Jacques-Guillaume Ballard, "Grand hôtel des familles"
La Science sociale, 1er mai 1869

Mais il ne parvient pas à convaincre ses condisciples, qui à la même époque, fondent un modeste « Cercle des familles », salon de discussions et de jeux créé par des phalanstériens parisiens, auquel il adhère [4].

Ballard s’intéresse également à la politique, nationale et locale.
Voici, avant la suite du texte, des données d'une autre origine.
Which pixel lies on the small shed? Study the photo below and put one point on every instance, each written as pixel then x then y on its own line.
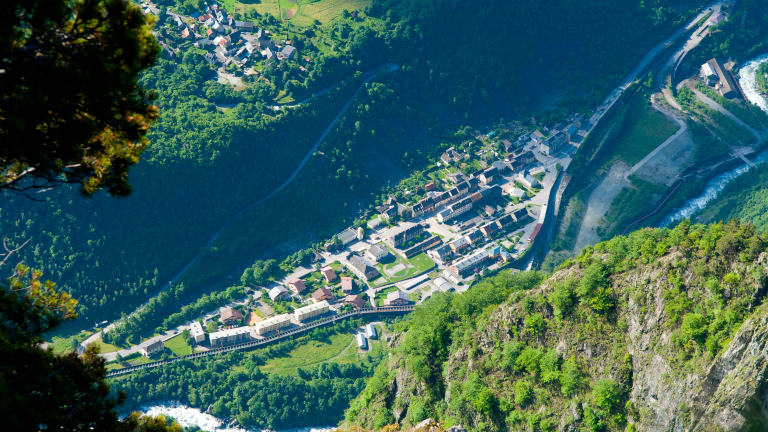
pixel 362 342
pixel 370 331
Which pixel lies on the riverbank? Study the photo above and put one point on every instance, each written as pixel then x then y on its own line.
pixel 187 416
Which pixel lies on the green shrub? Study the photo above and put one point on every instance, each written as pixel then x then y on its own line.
pixel 606 394
pixel 695 327
pixel 523 392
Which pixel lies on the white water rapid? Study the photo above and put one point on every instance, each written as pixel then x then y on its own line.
pixel 716 185
pixel 187 416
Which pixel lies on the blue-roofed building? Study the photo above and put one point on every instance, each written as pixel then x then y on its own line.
pixel 571 132
pixel 370 331
pixel 362 342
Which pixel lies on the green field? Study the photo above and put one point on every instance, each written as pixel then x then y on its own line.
pixel 62 341
pixel 178 346
pixel 644 129
pixel 310 353
pixel 381 295
pixel 105 347
pixel 308 11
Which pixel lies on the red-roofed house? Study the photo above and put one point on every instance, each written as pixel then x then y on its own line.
pixel 297 286
pixel 347 284
pixel 328 274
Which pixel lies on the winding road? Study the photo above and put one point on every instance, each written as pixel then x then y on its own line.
pixel 390 67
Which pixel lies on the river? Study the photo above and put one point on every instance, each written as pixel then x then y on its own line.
pixel 187 416
pixel 716 185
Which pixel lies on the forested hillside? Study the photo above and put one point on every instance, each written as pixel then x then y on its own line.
pixel 205 164
pixel 746 198
pixel 651 332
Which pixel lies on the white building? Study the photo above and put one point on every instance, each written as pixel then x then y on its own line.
pixel 197 332
pixel 373 223
pixel 311 311
pixel 272 324
pixel 370 331
pixel 527 180
pixel 362 342
pixel 376 253
pixel 150 349
pixel 230 337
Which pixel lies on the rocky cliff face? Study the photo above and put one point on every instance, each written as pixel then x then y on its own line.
pixel 662 331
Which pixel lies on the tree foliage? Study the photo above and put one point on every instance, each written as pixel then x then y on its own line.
pixel 71 110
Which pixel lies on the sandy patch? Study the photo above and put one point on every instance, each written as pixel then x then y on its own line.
pixel 599 202
pixel 673 159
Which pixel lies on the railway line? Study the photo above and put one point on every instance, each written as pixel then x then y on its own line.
pixel 262 342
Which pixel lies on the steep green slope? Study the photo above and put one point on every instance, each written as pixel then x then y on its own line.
pixel 746 198
pixel 661 330
pixel 205 165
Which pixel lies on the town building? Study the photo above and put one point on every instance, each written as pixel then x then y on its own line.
pixel 474 237
pixel 527 180
pixel 370 331
pixel 362 268
pixel 488 175
pixel 151 349
pixel 347 284
pixel 196 332
pixel 520 214
pixel 230 337
pixel 354 300
pixel 311 311
pixel 455 210
pixel 230 316
pixel 297 285
pixel 373 223
pixel 328 274
pixel 441 254
pixel 397 297
pixel 489 229
pixel 377 253
pixel 279 293
pixel 467 265
pixel 347 236
pixel 362 342
pixel 459 244
pixel 554 144
pixel 272 324
pixel 572 133
pixel 404 236
pixel 505 222
pixel 322 294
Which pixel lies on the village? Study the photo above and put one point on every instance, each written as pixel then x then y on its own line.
pixel 233 45
pixel 465 225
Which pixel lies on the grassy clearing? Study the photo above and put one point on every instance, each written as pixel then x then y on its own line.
pixel 422 262
pixel 644 130
pixel 263 7
pixel 62 341
pixel 105 347
pixel 310 353
pixel 382 295
pixel 178 346
pixel 326 10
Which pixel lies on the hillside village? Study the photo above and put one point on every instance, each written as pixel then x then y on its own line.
pixel 463 224
pixel 231 44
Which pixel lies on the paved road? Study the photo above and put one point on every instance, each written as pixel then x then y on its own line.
pixel 614 95
pixel 649 156
pixel 389 66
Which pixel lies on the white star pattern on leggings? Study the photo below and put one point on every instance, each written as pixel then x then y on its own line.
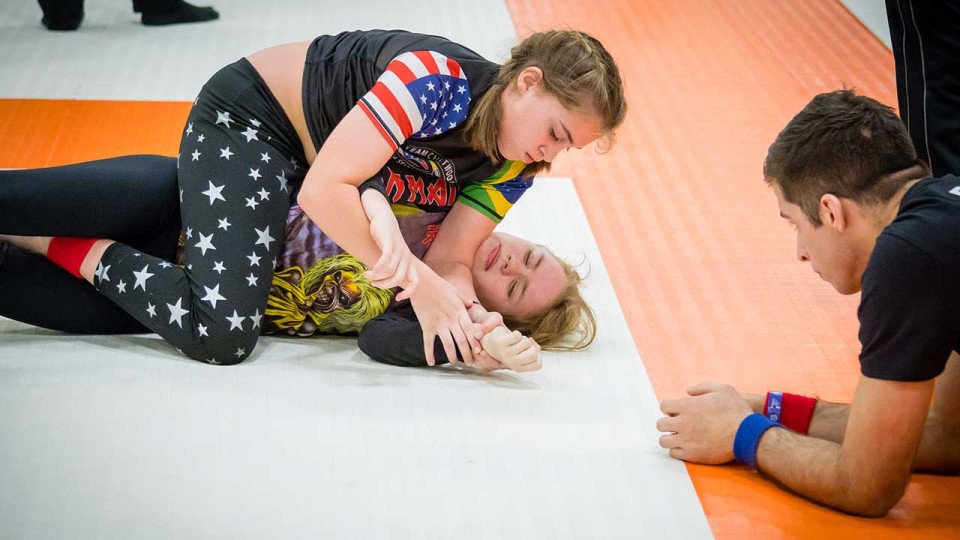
pixel 236 321
pixel 213 295
pixel 264 237
pixel 205 243
pixel 142 277
pixel 224 118
pixel 250 134
pixel 177 312
pixel 256 318
pixel 214 192
pixel 101 272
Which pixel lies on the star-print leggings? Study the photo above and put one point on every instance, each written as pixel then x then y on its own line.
pixel 239 166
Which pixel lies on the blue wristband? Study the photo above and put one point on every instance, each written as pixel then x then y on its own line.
pixel 748 438
pixel 774 405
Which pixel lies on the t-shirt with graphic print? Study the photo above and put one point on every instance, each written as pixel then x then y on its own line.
pixel 910 307
pixel 318 288
pixel 417 90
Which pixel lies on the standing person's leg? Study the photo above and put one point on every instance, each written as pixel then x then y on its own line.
pixel 236 180
pixel 74 200
pixel 62 14
pixel 925 38
pixel 164 12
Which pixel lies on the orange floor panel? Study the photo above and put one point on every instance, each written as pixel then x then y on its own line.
pixel 702 264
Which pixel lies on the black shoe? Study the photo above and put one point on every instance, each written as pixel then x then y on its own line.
pixel 179 12
pixel 63 21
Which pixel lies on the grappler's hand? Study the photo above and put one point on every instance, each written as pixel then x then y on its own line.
pixel 513 349
pixel 397 266
pixel 701 428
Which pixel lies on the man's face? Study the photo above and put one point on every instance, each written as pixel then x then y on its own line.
pixel 835 249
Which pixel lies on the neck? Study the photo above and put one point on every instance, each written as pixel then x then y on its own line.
pixel 908 177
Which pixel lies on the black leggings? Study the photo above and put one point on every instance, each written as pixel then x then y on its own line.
pixel 36 291
pixel 239 166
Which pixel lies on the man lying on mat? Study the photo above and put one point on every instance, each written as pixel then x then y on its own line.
pixel 868 217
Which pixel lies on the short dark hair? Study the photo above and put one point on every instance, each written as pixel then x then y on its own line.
pixel 843 144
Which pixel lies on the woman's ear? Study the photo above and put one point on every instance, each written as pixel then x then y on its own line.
pixel 831 212
pixel 529 78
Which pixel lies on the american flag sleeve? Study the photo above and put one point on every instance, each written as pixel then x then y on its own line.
pixel 421 94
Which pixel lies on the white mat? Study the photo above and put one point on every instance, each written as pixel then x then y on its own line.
pixel 119 437
pixel 113 56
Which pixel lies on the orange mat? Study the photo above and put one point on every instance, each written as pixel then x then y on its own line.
pixel 702 264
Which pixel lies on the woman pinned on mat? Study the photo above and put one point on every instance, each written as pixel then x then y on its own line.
pixel 316 287
pixel 307 123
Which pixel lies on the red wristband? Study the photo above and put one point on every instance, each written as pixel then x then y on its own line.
pixel 796 412
pixel 68 252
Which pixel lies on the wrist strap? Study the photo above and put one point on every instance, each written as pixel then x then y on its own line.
pixel 797 411
pixel 747 441
pixel 772 408
pixel 68 252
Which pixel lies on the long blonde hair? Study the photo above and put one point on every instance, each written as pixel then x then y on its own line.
pixel 577 70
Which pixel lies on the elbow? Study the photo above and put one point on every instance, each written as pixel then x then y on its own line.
pixel 877 501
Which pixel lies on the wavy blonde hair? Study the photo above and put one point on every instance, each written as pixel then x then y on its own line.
pixel 577 70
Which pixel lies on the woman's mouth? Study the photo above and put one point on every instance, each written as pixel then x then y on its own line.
pixel 492 258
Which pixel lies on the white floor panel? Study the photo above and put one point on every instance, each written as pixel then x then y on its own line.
pixel 120 437
pixel 113 56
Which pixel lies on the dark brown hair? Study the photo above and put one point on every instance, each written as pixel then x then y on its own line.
pixel 843 144
pixel 577 70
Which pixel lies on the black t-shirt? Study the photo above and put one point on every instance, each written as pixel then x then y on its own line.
pixel 417 90
pixel 910 307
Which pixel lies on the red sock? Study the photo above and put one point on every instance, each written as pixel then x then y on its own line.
pixel 68 252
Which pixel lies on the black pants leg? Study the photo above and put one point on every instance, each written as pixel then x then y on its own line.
pixel 34 290
pixel 925 37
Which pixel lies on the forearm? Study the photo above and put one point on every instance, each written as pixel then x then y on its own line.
pixel 939 450
pixel 829 420
pixel 457 273
pixel 336 209
pixel 815 468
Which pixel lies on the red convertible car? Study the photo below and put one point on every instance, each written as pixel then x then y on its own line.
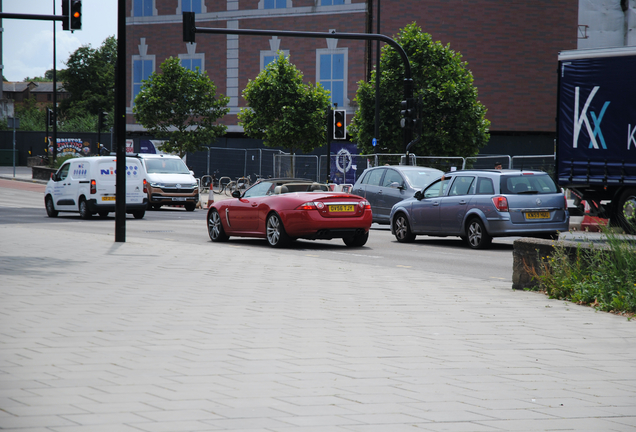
pixel 282 210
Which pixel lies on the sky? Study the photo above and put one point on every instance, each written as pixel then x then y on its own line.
pixel 27 45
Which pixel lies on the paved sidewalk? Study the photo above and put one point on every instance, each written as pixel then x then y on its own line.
pixel 153 335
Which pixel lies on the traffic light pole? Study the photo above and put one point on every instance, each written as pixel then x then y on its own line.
pixel 190 30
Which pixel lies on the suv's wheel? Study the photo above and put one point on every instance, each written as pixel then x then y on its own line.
pixel 50 208
pixel 215 227
pixel 402 229
pixel 626 211
pixel 83 209
pixel 275 231
pixel 358 240
pixel 478 237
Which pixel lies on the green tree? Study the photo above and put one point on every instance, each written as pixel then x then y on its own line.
pixel 452 120
pixel 48 77
pixel 283 111
pixel 90 79
pixel 181 107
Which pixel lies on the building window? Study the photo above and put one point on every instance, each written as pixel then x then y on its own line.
pixel 268 56
pixel 144 8
pixel 142 68
pixel 332 73
pixel 273 4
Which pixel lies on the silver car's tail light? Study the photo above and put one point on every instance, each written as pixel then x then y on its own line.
pixel 309 205
pixel 500 203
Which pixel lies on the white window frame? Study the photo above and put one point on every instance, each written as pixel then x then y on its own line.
pixel 154 9
pixel 345 72
pixel 193 55
pixel 261 5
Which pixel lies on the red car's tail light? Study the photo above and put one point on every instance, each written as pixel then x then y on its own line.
pixel 501 203
pixel 310 205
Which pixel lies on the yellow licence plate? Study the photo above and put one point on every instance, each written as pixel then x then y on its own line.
pixel 341 208
pixel 538 215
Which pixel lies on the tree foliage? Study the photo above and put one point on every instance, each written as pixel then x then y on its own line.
pixel 90 79
pixel 181 107
pixel 452 120
pixel 283 111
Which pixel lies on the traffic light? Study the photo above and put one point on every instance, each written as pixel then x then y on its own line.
pixel 50 118
pixel 409 116
pixel 66 20
pixel 189 27
pixel 100 120
pixel 339 124
pixel 76 15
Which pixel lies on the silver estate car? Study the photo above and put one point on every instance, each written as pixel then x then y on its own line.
pixel 478 205
pixel 383 186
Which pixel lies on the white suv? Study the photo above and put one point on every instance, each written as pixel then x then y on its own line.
pixel 170 182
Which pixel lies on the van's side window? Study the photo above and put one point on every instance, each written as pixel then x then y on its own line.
pixel 63 172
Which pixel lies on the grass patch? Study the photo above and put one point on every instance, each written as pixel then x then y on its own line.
pixel 602 276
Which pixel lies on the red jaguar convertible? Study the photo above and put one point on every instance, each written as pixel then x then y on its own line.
pixel 282 210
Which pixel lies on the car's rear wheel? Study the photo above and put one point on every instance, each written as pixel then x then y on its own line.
pixel 275 232
pixel 478 237
pixel 50 208
pixel 358 240
pixel 83 209
pixel 215 227
pixel 402 229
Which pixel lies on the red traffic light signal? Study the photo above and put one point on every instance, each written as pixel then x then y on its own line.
pixel 76 15
pixel 339 124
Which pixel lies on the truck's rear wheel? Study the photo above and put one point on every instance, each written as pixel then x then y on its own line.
pixel 626 211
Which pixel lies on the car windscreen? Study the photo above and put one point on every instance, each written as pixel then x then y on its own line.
pixel 527 184
pixel 420 178
pixel 166 166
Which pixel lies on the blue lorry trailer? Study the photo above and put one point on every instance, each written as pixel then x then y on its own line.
pixel 596 130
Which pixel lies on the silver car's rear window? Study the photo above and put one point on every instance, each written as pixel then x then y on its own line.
pixel 420 178
pixel 527 184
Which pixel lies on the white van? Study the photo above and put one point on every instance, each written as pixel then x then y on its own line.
pixel 87 185
pixel 170 182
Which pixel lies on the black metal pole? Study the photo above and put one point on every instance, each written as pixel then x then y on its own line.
pixel 120 124
pixel 377 82
pixel 54 156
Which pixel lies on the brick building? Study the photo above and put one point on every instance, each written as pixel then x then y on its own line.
pixel 511 49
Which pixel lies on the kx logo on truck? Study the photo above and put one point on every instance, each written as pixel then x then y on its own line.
pixel 581 118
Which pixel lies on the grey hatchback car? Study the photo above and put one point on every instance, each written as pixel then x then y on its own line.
pixel 478 205
pixel 383 186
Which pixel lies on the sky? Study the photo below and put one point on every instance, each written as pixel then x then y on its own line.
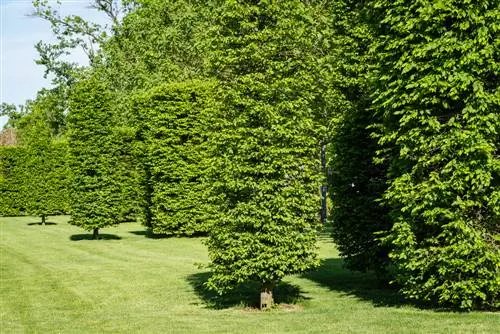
pixel 20 77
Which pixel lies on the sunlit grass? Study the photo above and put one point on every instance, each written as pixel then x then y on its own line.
pixel 55 280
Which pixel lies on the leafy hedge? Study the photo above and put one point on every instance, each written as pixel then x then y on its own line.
pixel 175 135
pixel 12 175
pixel 438 96
pixel 355 182
pixel 34 181
pixel 96 189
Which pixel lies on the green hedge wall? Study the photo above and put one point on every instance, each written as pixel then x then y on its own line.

En 1867, alors que la réforme de la conscription fait l’objet de nombreux débats dans l’opinion et dans les milieux politiques, il adresse à Napoléon III un projet de réorganisation du recrutement militaire, dans lequel les effectifs présents sous les drapeaux diminueraient très fortement, tandis qu’un grand nombre de Français, constituant la réserve, pourraient être mobilisés en cas de conflit ; cependant, si son « but est de porter au plus haut point la force de résistance de l’armée », il s’agit également de « restreindre autant que possible les idées de conquête, aussi bien chez nous, où le vieux sang du peuple français se laisse facilement entraîner à la guerre, que chez nos voisins ». Ballard, en réduisant le temps du service militaire, accusé de favoriser le départ des jeunes gens des campagnes vers les villes, souhaite également empêcher la dépopulation rurale [5].
L’année suivante, en 1868, il est élu membre du conseil général de Saône-et-Loire par les électeurs du canton de Mâcon Sud (il est réélu en 1871, mais ne se représente pas en 1877). Il est candidat, mais battu, aux élections législatives de 1869 et participe à la campagne pour le « non » lors du plébiscite de mai 1870, quand Napoléon III veut faire approuver ses réformes constitutionnelles. De 1871 à 1874, puis de 1876 à 1880, il est maire de Charnay-les-Mâcon ; il y fonde une société de secours mutuels, un poste médical et une compagnie de sapeurs-pompiers ; il favorise le développement de l’enseignement en agrandissant l’école des garçons et en reconstruisant l’école des filles (il apporte parfois sa propre contribution financière quand les ressources communales s’avèrent insuffisantes), ainsi qu’en favorisant l’enseignement des adultes. Par son testament, il fait plusieurs legs au profit des habitants de sa commune (un don au bureau de bienfaisance, 3000 francs pour aider à la création d’une école de hameau et des livres d’histoire, de science et d’histoire naturelle pour former « le noyau d’une bibliothèque utile ») [6]
Notable local qui représente une sorte de « fouriérisme municipal », dont on trouve plusieurs exemples dans l’Ecole sociétaire, Ballard bénéficie apparemment d’une grande estime dans les environs de Mâcon ; lors de ses obsèques, « un long convoi populaire de gens des campagnes, venus en souvenir et en reconnaissance de leur guérisseur et de leur bienfaiteur, suivait le cercueil de cet homme de bien populaire [...] pendant que la jeune fanfare de Charnay jouait des marches funèbres ». Le maire de Mâcon, son successeur au conseil général, fait « l’éloge du philosophe, du républicain, du savant, du médecin, d’un bon citoyen ». Tandis que l’un de ses amis souligne, dans la nécrologie parue dans le journal local, l’originalité, voire les excentricités de Ballard, doué d’une « imagination toujours en ébullition » [7].